In the twentieth century, the most common type of electronic imaging sensor was the charge-coupled device or CCD. A CCD is made up of metal-oxide-semiconductor (MOS) capacitors, invented by Bell Labs in the late fifties. Photons striking a MOS capacitor give it a charge proportional to the intensity of the light. The charges are passed down the line through adjacent capacitors to be read off by outputs at the edges of the sensor. This techniques limits the speed at which data can be output.
My first camcorder, an early nineties analogue 8mm video device by Sanyo, contained a single CCD. Professional cameras of that time had three: one sensor each for red, green and blue. Prisms and dichroic filters would split the image from the lens onto these three CCDs, resulting in high colour fidelity.
A CCD alternates between phases of capture and read-out, similar to how the film in a traditional movie camera pauses to record the image, then moves on through the gate while the shutter is closed. CCD sensors therefore have a global shutter, meaning that the whole of the image is recorded at the same time.
CCDs are still used today in scientific applications, but their slow data output, higher cost and greater power consumption have seen them fall by the wayside in entertainment imaging, in favour of CMOS.
Complementary metal-oxide-semiconductor sensors (a.k.a.
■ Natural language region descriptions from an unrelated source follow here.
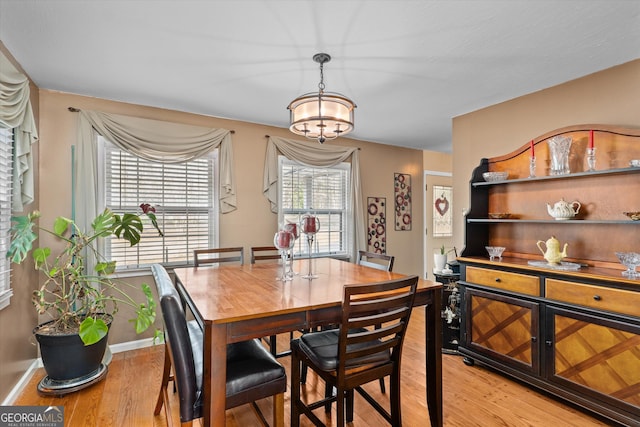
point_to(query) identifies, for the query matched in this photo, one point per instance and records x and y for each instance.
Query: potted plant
(81, 303)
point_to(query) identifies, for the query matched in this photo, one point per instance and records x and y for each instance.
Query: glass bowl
(635, 216)
(494, 252)
(495, 176)
(630, 260)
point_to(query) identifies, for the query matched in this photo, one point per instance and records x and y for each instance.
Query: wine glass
(283, 240)
(292, 227)
(310, 224)
(630, 260)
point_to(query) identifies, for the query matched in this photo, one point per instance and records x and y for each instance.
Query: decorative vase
(559, 147)
(439, 262)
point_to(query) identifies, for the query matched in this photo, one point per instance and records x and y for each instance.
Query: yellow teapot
(552, 253)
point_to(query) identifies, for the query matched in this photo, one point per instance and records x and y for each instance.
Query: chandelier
(321, 115)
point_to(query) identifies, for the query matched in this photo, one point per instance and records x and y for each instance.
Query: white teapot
(563, 209)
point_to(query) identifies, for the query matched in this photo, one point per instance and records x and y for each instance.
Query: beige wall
(609, 97)
(252, 223)
(17, 348)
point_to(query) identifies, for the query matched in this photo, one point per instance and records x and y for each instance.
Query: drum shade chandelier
(321, 115)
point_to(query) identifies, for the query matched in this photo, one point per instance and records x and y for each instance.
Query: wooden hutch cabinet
(573, 331)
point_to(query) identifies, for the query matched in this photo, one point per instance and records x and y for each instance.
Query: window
(323, 192)
(6, 185)
(183, 195)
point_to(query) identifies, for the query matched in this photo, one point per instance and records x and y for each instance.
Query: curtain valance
(16, 113)
(166, 142)
(314, 154)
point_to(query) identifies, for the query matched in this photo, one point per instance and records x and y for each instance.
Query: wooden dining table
(239, 302)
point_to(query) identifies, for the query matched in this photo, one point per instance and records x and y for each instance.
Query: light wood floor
(473, 396)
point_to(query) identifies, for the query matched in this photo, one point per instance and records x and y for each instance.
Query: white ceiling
(410, 65)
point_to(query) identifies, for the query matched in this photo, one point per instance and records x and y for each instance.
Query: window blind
(182, 195)
(6, 160)
(323, 192)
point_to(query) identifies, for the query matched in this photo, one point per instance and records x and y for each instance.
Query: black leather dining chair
(357, 353)
(266, 253)
(375, 260)
(252, 372)
(382, 262)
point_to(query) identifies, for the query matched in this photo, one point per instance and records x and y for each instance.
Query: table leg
(215, 374)
(433, 361)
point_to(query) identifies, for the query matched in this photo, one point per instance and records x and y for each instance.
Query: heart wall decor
(442, 205)
(442, 209)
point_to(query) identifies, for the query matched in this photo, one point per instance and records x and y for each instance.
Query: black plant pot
(65, 357)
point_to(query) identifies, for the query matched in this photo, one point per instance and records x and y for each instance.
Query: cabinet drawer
(616, 300)
(514, 282)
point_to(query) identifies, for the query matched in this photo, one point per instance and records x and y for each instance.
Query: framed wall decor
(377, 224)
(442, 218)
(402, 194)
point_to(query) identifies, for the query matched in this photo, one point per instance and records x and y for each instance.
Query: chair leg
(328, 392)
(340, 398)
(295, 386)
(394, 399)
(349, 409)
(272, 345)
(166, 375)
(278, 410)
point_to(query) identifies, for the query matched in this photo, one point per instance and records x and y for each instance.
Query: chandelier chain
(321, 84)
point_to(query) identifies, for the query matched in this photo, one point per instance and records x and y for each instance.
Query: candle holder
(293, 229)
(283, 240)
(310, 225)
(532, 167)
(591, 159)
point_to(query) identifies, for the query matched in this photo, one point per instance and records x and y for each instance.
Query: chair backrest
(162, 279)
(376, 260)
(180, 338)
(217, 255)
(263, 253)
(386, 305)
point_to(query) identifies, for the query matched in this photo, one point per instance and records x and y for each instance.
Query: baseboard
(37, 363)
(133, 345)
(22, 382)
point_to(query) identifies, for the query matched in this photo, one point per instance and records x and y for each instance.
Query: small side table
(450, 312)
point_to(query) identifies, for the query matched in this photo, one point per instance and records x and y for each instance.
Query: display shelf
(549, 221)
(557, 177)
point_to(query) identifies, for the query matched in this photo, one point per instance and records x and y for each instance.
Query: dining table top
(231, 293)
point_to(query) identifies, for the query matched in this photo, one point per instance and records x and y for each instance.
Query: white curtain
(16, 113)
(152, 140)
(314, 154)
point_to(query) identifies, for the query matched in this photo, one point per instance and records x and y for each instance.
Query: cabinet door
(504, 328)
(595, 356)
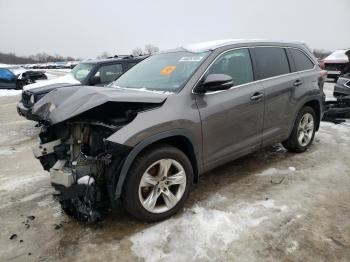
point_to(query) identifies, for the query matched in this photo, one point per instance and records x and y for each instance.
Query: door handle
(297, 82)
(257, 96)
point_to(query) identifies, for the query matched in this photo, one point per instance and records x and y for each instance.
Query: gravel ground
(269, 206)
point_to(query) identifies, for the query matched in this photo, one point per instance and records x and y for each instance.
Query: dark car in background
(335, 63)
(342, 87)
(88, 73)
(16, 77)
(147, 138)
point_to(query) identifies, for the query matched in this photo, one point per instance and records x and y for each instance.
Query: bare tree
(137, 51)
(150, 49)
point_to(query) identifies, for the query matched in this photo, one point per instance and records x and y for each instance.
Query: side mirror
(95, 80)
(215, 82)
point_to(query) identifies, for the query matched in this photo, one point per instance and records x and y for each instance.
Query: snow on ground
(10, 92)
(201, 232)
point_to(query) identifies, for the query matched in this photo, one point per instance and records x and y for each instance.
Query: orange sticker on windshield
(167, 70)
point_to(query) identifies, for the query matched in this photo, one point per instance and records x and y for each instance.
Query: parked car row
(89, 73)
(53, 65)
(144, 139)
(336, 62)
(15, 77)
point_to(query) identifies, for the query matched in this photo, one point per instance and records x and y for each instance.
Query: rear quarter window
(270, 62)
(301, 61)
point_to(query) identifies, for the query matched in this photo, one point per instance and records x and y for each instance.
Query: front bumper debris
(61, 176)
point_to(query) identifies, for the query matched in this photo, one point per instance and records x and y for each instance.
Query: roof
(211, 45)
(120, 58)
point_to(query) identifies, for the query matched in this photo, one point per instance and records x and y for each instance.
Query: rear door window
(301, 61)
(237, 64)
(270, 62)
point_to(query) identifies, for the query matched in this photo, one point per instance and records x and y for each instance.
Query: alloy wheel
(162, 185)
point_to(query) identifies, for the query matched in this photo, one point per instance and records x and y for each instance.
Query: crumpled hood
(67, 79)
(48, 88)
(65, 103)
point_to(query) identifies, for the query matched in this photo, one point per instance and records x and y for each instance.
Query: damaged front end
(83, 164)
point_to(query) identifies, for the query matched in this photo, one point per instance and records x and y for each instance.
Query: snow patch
(9, 92)
(199, 233)
(274, 171)
(293, 245)
(16, 182)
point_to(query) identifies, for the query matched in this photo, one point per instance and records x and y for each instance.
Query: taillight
(323, 73)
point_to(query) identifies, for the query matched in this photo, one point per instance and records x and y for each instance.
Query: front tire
(303, 131)
(158, 183)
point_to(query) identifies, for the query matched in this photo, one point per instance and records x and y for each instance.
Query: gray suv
(148, 137)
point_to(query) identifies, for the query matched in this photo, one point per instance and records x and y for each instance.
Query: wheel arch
(316, 106)
(179, 138)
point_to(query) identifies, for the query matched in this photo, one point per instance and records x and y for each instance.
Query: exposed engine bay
(84, 166)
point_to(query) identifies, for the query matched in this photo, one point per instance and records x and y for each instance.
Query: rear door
(273, 69)
(7, 79)
(231, 119)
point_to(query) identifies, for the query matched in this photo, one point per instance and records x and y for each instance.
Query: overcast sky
(86, 28)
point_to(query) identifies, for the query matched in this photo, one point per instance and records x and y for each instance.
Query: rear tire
(158, 183)
(303, 132)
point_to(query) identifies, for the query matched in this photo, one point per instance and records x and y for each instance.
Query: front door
(232, 120)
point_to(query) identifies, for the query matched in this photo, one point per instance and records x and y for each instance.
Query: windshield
(81, 71)
(166, 72)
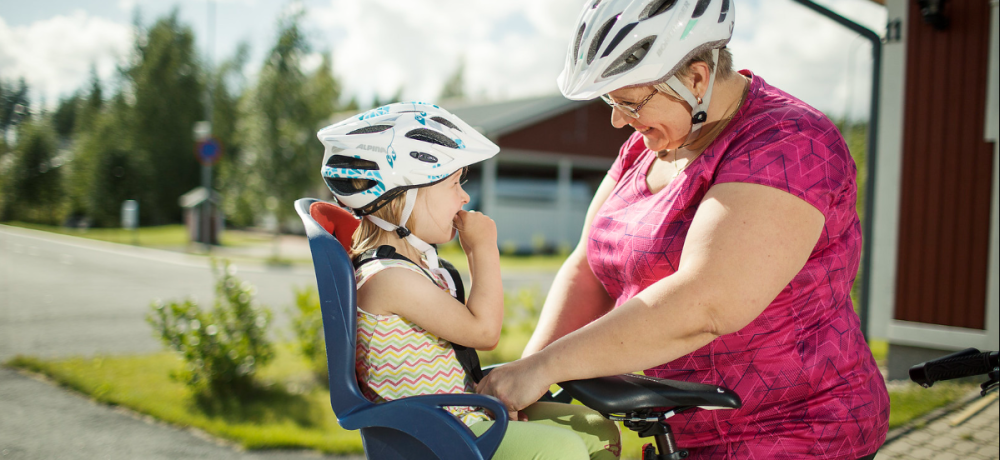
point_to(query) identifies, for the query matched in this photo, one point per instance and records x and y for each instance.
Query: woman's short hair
(725, 69)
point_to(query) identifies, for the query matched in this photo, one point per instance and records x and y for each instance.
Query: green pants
(558, 431)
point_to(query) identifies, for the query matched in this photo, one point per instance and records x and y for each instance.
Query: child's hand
(475, 229)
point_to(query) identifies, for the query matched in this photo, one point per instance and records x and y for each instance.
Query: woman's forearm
(664, 322)
(575, 299)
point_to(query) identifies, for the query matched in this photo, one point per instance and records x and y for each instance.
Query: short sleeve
(806, 157)
(627, 155)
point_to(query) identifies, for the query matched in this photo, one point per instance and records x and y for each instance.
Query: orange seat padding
(336, 220)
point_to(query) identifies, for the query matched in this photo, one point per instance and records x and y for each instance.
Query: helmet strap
(430, 253)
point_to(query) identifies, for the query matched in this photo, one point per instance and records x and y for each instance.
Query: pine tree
(165, 83)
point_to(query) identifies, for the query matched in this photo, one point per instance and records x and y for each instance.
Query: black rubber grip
(966, 363)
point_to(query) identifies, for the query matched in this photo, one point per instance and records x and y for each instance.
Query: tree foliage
(108, 168)
(130, 136)
(281, 115)
(33, 181)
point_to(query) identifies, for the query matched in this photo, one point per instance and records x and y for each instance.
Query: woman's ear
(698, 76)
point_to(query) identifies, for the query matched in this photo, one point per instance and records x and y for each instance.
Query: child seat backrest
(338, 298)
(414, 428)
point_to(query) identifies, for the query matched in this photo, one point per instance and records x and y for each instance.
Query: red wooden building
(934, 258)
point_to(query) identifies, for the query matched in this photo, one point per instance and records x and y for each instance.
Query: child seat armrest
(490, 440)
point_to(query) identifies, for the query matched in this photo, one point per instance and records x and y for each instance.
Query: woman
(721, 247)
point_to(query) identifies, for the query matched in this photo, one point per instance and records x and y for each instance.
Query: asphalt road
(62, 296)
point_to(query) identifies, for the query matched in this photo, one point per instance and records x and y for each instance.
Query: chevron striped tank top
(395, 358)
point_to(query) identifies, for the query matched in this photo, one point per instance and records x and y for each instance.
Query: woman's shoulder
(784, 143)
(773, 113)
(628, 155)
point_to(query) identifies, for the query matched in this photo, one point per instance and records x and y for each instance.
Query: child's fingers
(459, 220)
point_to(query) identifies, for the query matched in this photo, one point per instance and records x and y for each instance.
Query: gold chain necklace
(715, 132)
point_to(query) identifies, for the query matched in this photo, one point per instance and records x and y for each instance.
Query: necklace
(711, 135)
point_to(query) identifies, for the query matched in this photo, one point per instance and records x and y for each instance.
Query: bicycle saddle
(627, 393)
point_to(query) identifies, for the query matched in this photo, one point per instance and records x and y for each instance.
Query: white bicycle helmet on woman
(628, 43)
(396, 149)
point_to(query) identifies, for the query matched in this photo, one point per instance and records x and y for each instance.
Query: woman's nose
(618, 119)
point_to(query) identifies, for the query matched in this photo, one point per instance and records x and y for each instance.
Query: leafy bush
(223, 347)
(521, 310)
(307, 323)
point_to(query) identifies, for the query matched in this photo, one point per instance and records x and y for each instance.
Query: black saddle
(631, 393)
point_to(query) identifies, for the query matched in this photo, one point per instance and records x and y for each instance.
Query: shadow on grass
(273, 404)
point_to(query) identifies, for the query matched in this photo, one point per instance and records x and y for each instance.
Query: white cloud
(516, 48)
(55, 55)
(382, 45)
(808, 55)
(511, 49)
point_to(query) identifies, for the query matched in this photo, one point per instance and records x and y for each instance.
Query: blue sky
(512, 49)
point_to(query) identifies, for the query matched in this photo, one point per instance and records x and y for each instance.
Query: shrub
(307, 323)
(224, 347)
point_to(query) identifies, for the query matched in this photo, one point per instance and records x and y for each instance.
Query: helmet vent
(602, 33)
(618, 38)
(630, 58)
(579, 39)
(345, 162)
(425, 157)
(433, 137)
(655, 8)
(349, 186)
(444, 121)
(370, 129)
(700, 8)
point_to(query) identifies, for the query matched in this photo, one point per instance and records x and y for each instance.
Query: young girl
(401, 168)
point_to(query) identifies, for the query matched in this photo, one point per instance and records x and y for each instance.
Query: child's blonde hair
(370, 236)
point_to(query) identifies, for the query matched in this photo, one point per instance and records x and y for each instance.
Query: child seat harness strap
(466, 356)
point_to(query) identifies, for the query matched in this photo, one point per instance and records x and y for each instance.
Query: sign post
(208, 150)
(130, 219)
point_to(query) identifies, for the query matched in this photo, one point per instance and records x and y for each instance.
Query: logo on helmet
(371, 148)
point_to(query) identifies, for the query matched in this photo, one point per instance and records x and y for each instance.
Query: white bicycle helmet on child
(397, 149)
(629, 43)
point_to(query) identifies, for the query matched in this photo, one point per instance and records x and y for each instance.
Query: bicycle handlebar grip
(966, 363)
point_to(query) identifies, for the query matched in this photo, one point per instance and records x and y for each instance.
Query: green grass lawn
(294, 412)
(163, 236)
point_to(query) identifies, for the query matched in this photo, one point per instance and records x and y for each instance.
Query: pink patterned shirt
(809, 383)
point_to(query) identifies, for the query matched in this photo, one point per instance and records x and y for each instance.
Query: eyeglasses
(627, 108)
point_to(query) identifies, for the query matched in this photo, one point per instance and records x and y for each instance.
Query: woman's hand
(517, 384)
(475, 229)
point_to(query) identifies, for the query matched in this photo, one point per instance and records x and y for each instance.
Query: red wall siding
(947, 170)
(585, 131)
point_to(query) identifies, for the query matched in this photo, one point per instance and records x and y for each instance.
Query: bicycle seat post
(660, 431)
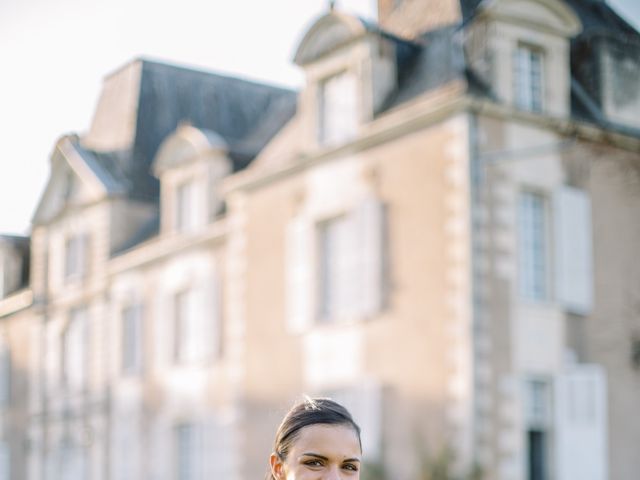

APS or active-pixel sensors) have been around just as long as their CCD cousins, but until the turn of the millennium they were not capable of the same imaging quality.
Each pixel of a typical CMOS sensors consists of a pinned photodiode, to detect the light, and a metal-oxide-semiconductor field-effect transistor. This MOSFET is an amplifier – putting the “active” into the name “active-pixel sensor” – which reduces noise and converts the photodiode’s charge to a voltage. Other image processing technology can be built into the sensor too.
The primary disadvantage of CMOS sensors is their rolling shutter. Because they capture an image row by row, top to bottom, rather than all at once, fast-moving subjects will appear distorted. Classic examples include vertical pillars bending as a camera pans quickly over them, or a photographer’s flash only lighting up half of the frame. (See the video below for another example, shot an iPhone.) The best CMOS sensors read the rows quickly, reducing this distortion but not eliminating it.
CMOS sensors are cheaper, less power-hungry, and not suspectible to the highlight blooming or smearing of CCDs. They are also faster in terms of data output, and in recent years their low-light sensitivity has surpassed CCD technology too.
Beyond the Sensor
The analogue voltages from the sensor, be it CCD or CMOS, are next passed to an analogue-to-digital convertor (ADC) and thence to the digital signal processor (DSP). How much work the DSP does depends whether you’re recording in RAW or not, but it could include things like correcting the gamma and colour balance, and converting linear values to log. Debayering the image is a very important task for the DSP, and I’ve covered this in detail in my article on how colour works.
After the DSP, the signal is sent to the monitor outputs and the storage media, but that’s another story.